Clinton vows no surrender in election race
By Alain Jean-Robert
Agence France-Presse
First Posted 07:17:00 03/31/2008
Filed Under: US elections, Politics
STATE COLLEGE, Pennsylvania—Democrat Hillary Clinton vowed to stay in the White House race to the bitter end as party elders Sunday floated ideas to avert a paralyzing struggle between her and Barack Obama.
In a Washington Post interview, the former first lady said: "I know there are some people who want to shut this down and I think they are wrong.
"I have no intention of stopping until we finish what we started and until we see what happens in the next 10 contests, and until we resolve Florida and Michigan."
The two states were stripped of their delegates to the Democrats' August convention when they advanced their primaries into January. Clinton won both contests and needs the results to stand to have any chance of overhauling Obama's lead in the national popular vote.
The Clinton-backing chief executive of Pennsylvania, which is the next state to vote on April 22, said it was a "disgrace" that Obama's campaign was pressing for him to become the nominee with weeks of voting to go.
But Governor Edward Rendell, speaking on ABC television, also said he would "love" for the two star Democrats to join forces against Republican candidate John McCain for November's general election.
Clinton, who is behind Obama in terms of elected delegates and states won, is under mounting pressure to bow out of the nominating race so that the Democrats can take the fight to McCain.
But Obama on Saturday said "Senator Clinton can run as long as she wants."
"She should be able to compete, and her supporters should be able to support her for as long as they are willing or able," the Illinois senator said on the campaign trail in Pennsylvania.
Former president Bill Clinton said his wife could still win the Democratic race and insisted that party unity would prevail.
"We just need to relax and let this happen. Nobody's talking about wrecking the party, but there are real differences here," he said in Pennsylvania.

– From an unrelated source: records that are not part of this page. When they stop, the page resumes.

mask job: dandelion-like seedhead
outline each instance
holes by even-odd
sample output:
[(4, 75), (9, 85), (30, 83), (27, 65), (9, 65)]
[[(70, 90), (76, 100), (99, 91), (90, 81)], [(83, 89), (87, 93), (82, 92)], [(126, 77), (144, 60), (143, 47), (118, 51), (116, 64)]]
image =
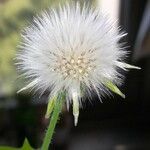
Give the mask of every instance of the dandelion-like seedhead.
[[(94, 8), (78, 3), (50, 9), (33, 20), (22, 34), (17, 60), (30, 83), (23, 88), (50, 91), (50, 97), (66, 92), (74, 116), (84, 95), (95, 91), (99, 98), (118, 90), (118, 69), (137, 68), (124, 63), (127, 52), (119, 41), (126, 34)], [(123, 96), (123, 94), (122, 94)]]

Democratic National Committee chairman Howard Dean is warning the party needs to unify soon to avoid handing November's election to McCain, and former New York governor Mario Cuomo said the party was courting "disaster."
Writing in Sunday's Boston Globe newspaper, Cuomo revived talk of a "dream ticket" pairing Obama and Clinton for the election, urging the warring candidates to announce a deal sooner rather than later.
Tennessee's Democratic governor, Phil Bredesen, returned to his idea of a gathering in mid-June of the nearly 800 party luminaries known as "superdelegates" who are likely to decide the nomination.
The superdelegates would convene after the last primaries in Montana and South Dakota on June 3 with the aim of crowning a nominee well before the August 25-28 convention in Denver, he said on Fox News Sunday.
"I think it's hurting us, hurting us tremendously," he said of the protracted battle between Obama and Clinton, which polls suggest is helping drive up support for McCain.
Bredesen said the Democrats would eventually find a standard-bearer, "but if it's the nominee of a divided party and an emotionally exhausted party, there's just not time to conduct the kind of campaign we need to have."
Obama, while refusing to back the calls for Clinton to quit, also said the nominee needed enough time before the convention to select a running mate and allow the party to regroup for the larger battle in November.
Clinton needs a big win in Pennsylvania to boost her argument that only she can win hefty states that Democrats need to recapture the White House.
She is leading Obama by double digits in most polls here, but that gap could narrow as he steps up his campaigning on the approach to the primary.
Accompanied by Pennsylvania Senator Bob Casey, whose coveted endorsement he won last week, Obama paid a lunchtime visit Saturday to a bar in Johnstown frequented by blue-collar workers playing pool and watching TV.
"We may not be able to win (in Pennsylvania) but I think we've got a good chance and we're going to work as hard as we can," he told a later rally at a high school in the former mining settlement of Johnstown.